When you’re done, drop #T for cleanup:
DROP TABLE #T;
Minimally Logged Inserts
As mentioned earlier, you can use SELECT INTO with temporary tables but not with table variables. With table variables you have to use INSERT SELECT instead. Prior to SQL Server 2008, INSERT SELECT involved more logging than SELECT INTO. This was true even with the reduced logging that happens with inserts against objects in tempdb. SQL Server 2008 adds the INSERT SELECT statement to the list of insertion methods that can be performed in a minimally logged mode, just like SELECT INTO.
I’ll demonstrate this capability through an example. I’ll insert data into the temporary object using SELECT INTO and INSERT SELECT in both SQL Server 2005 and SQL Server 2008. To figure out the amount of logging involved with the operation, I’ll query the undocumented fn_dblog function before and after the operation, and calculate the differences in terms of number of log records, and total record lengths, like so:
CHECKPOINT; GO DECLARE @numrecords AS INT, @size AS BIGINT; SELECT @numrecords = COUNT(*), @size = COALESCE(SUM([Log Record Length]), 0) FROM fn_dblog(NULL, NULL) AS D; -- <operation> SELECT COUNT(*) - @numrecords AS numrecords, CAST((COALESCE(SUM([Log Record Length]), 0) - @size) / 1024. / 1024. AS NUMERIC(12, 2)) AS size_mb FROM fn_dblog(NULL, NULL) AS D;
The first test is with the SELECT INTO statement that is processed with minimal logging in both SQL Server 2005 and SQL Server 2008, provided that the recovery model of the database is not set to FULL. As a reminder, tempdb’s recovery model is SIMPLE and cannot be changed. Here’s the code I used for this test:
USE tempdb; CHECKPOINT; GO DECLARE @numrecords AS INT, @size AS BIGINT; SELECT @numrecords = COUNT(*), @size = COALESCE(SUM([Log Record Length]), 0) FROM fn_dblog(NULL, NULL) AS D; SELECT n, CAST('a' AS CHAR(2000)) AS filler INTO #TestLogging FROM dbo.Nums WHERE n <= 100000; SELECT COUNT(*) - @numrecords AS numrecords, CAST((COALESCE(SUM([Log Record Length]), 0) - @size) / 1024. / 1024. AS NUMERIC(12, 2)) AS size_mb FROM fn_dblog(NULL, NULL) AS D; GO DROP TABLE #TestLogging;
As you can see, the operation is a SELECT INTO statement populating the temporary table #TestLogging with 100,000 rows by querying the Nums table. The output I got in SQL Server 2005 and SQL Server 2008 was similar:
numrecords size_mb ----------- -------- 9560 0.63
The number of log records is far lower than the number of rows inserted because only changes in allocation bitmaps (GAM, SGAM, PFS, IAM) were recorded in the log. Also, the total size recorded in the log is very small.

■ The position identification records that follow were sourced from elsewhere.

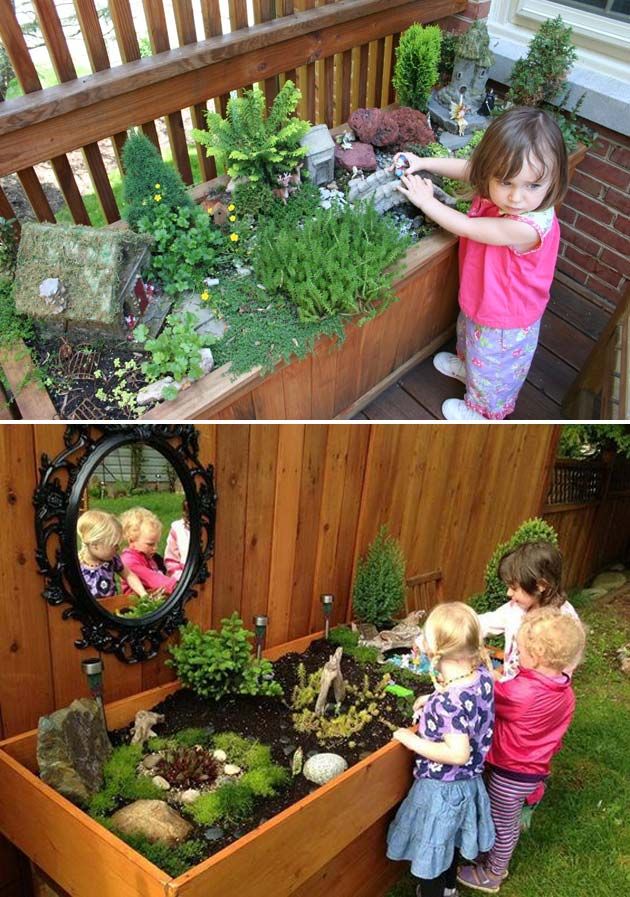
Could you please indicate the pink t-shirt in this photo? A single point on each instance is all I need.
(499, 286)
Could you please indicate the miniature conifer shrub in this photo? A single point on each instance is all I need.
(495, 593)
(252, 144)
(537, 77)
(417, 61)
(216, 663)
(146, 178)
(379, 587)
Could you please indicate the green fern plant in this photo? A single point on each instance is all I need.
(417, 65)
(251, 144)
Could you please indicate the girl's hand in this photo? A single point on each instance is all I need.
(415, 162)
(418, 190)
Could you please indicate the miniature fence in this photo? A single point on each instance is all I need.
(340, 52)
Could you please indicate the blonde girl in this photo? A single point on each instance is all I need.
(142, 530)
(507, 254)
(533, 712)
(99, 537)
(532, 573)
(446, 813)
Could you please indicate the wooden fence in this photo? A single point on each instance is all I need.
(340, 52)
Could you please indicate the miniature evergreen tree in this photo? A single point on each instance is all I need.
(149, 183)
(252, 145)
(537, 77)
(379, 586)
(494, 595)
(417, 65)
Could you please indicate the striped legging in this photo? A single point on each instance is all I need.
(506, 801)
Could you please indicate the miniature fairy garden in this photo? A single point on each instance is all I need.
(302, 234)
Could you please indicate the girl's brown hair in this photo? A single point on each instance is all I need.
(453, 632)
(521, 134)
(537, 568)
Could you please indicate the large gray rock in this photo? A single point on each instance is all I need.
(72, 747)
(154, 819)
(321, 768)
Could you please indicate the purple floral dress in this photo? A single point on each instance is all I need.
(101, 580)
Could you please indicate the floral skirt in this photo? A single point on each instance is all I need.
(497, 363)
(434, 819)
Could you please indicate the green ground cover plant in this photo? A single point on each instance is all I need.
(579, 840)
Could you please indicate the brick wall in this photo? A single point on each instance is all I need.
(595, 245)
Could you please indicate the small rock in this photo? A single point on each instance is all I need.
(161, 782)
(323, 767)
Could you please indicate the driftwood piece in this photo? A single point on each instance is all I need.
(331, 675)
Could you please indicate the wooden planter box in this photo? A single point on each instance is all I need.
(331, 842)
(333, 381)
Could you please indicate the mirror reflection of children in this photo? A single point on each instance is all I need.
(533, 712)
(178, 544)
(533, 576)
(507, 254)
(142, 530)
(446, 814)
(100, 534)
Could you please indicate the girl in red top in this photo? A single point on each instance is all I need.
(533, 712)
(507, 254)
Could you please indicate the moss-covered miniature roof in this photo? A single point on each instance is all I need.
(475, 44)
(92, 264)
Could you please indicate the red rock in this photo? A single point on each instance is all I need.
(360, 156)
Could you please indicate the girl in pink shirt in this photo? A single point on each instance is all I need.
(507, 254)
(533, 712)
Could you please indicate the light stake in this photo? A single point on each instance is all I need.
(260, 631)
(327, 603)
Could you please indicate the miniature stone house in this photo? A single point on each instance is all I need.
(81, 281)
(320, 157)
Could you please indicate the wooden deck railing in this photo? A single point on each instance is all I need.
(339, 51)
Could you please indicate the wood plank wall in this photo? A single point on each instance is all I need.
(342, 58)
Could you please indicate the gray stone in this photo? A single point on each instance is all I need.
(72, 747)
(321, 768)
(154, 819)
(320, 156)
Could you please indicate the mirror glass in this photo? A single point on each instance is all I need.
(133, 531)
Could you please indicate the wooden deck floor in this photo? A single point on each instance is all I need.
(570, 328)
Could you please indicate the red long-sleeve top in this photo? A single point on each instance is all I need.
(146, 569)
(533, 712)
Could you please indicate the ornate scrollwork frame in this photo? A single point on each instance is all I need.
(57, 511)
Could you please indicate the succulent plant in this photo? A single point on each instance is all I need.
(188, 767)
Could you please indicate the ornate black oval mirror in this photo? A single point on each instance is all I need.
(127, 534)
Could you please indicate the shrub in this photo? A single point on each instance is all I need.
(494, 595)
(537, 77)
(416, 69)
(379, 587)
(216, 663)
(187, 245)
(147, 176)
(254, 145)
(335, 264)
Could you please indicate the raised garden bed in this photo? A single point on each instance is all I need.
(331, 840)
(334, 381)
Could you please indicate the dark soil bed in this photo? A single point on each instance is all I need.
(269, 721)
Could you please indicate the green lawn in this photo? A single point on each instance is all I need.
(165, 505)
(579, 842)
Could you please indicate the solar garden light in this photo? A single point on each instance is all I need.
(327, 603)
(260, 631)
(93, 669)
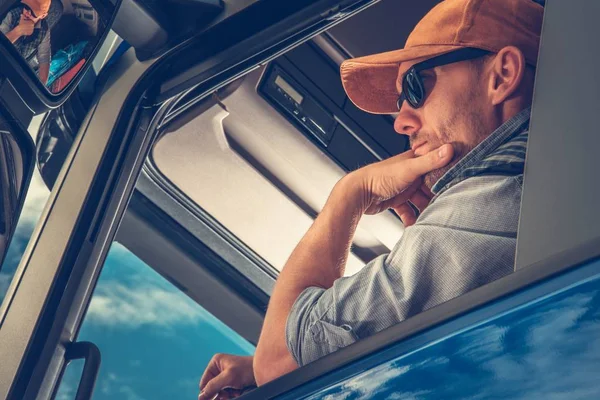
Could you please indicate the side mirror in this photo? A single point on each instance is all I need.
(17, 155)
(49, 44)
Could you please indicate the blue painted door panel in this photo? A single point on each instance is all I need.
(541, 343)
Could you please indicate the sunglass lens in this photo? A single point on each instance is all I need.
(413, 89)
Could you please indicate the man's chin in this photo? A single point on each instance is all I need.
(431, 178)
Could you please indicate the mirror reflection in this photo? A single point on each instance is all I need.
(55, 37)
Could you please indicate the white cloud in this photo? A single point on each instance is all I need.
(115, 304)
(4, 283)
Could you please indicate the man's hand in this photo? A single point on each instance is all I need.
(25, 26)
(226, 376)
(394, 182)
(320, 257)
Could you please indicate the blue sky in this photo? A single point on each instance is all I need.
(154, 340)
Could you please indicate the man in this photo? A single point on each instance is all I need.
(27, 30)
(462, 88)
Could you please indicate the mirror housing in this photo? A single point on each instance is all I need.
(79, 28)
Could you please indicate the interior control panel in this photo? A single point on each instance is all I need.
(306, 89)
(305, 111)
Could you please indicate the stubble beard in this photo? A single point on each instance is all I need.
(449, 134)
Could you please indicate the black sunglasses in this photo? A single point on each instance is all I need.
(413, 90)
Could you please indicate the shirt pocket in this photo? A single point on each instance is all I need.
(333, 336)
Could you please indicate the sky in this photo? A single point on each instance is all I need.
(154, 340)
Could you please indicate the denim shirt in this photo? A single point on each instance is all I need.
(464, 239)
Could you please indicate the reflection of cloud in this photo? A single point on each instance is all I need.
(117, 304)
(37, 195)
(4, 283)
(35, 200)
(549, 350)
(129, 393)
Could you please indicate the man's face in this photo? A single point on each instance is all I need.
(455, 111)
(39, 10)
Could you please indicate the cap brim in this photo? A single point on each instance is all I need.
(370, 82)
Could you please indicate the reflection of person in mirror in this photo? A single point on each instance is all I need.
(26, 27)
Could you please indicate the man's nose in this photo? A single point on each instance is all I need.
(407, 121)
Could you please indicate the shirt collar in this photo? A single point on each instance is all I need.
(501, 135)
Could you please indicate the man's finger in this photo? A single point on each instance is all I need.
(210, 372)
(406, 214)
(419, 200)
(213, 387)
(433, 160)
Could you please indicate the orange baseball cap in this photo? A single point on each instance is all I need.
(370, 81)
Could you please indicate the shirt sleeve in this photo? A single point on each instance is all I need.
(43, 53)
(459, 243)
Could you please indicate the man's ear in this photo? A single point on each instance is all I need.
(507, 73)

Next, I used the following code to test an INSERT SELECT against a table variable populating it with the same sample data used in the SELECT INTO test:
USE tempdb; CHECKPOINT; GO DECLARE @numrecords AS INT, @size AS BIGINT; SELECT @numrecords = COUNT(*), @size = COALESCE(SUM([Log Record Length]), 0) FROM fn_dblog(NULL, NULL) AS D; DECLARE @TestLogging AS TABLE(n INT, filler CHAR(2000)); INSERT INTO @TestLogging(n, filler) SELECT n, CAST('a' AS CHAR(2000)) FROM dbo.Nums WHERE n <= 100000; SELECT COUNT(*) - @numrecords AS numrecords, CAST((COALESCE(SUM([Log Record Length]), 0) - @size) / 1024. / 1024. AS NUMERIC(12, 2)) AS size_mb FROM fn_dblog(NULL, NULL) AS D; GO
Here’s the output I got in SQL Server 2005, indicating more logging activity than the corresponding SELECT INTO method:
numrecords size_mb ----------- -------- 184394 12.92
In SQL Server 2008 the output of the INSERT SELECT method was similar to the output I got for the corresponding SELECT INTO test, indicating minimal logging in both cases:
numrecords size_mb ----------- -------- 9539 0.63
This improvement in SQL Server 2008 means that temporary tables don’t have an advantage over table variables in terms of amount of logging of SELECT INTO versus INSERT SELECT.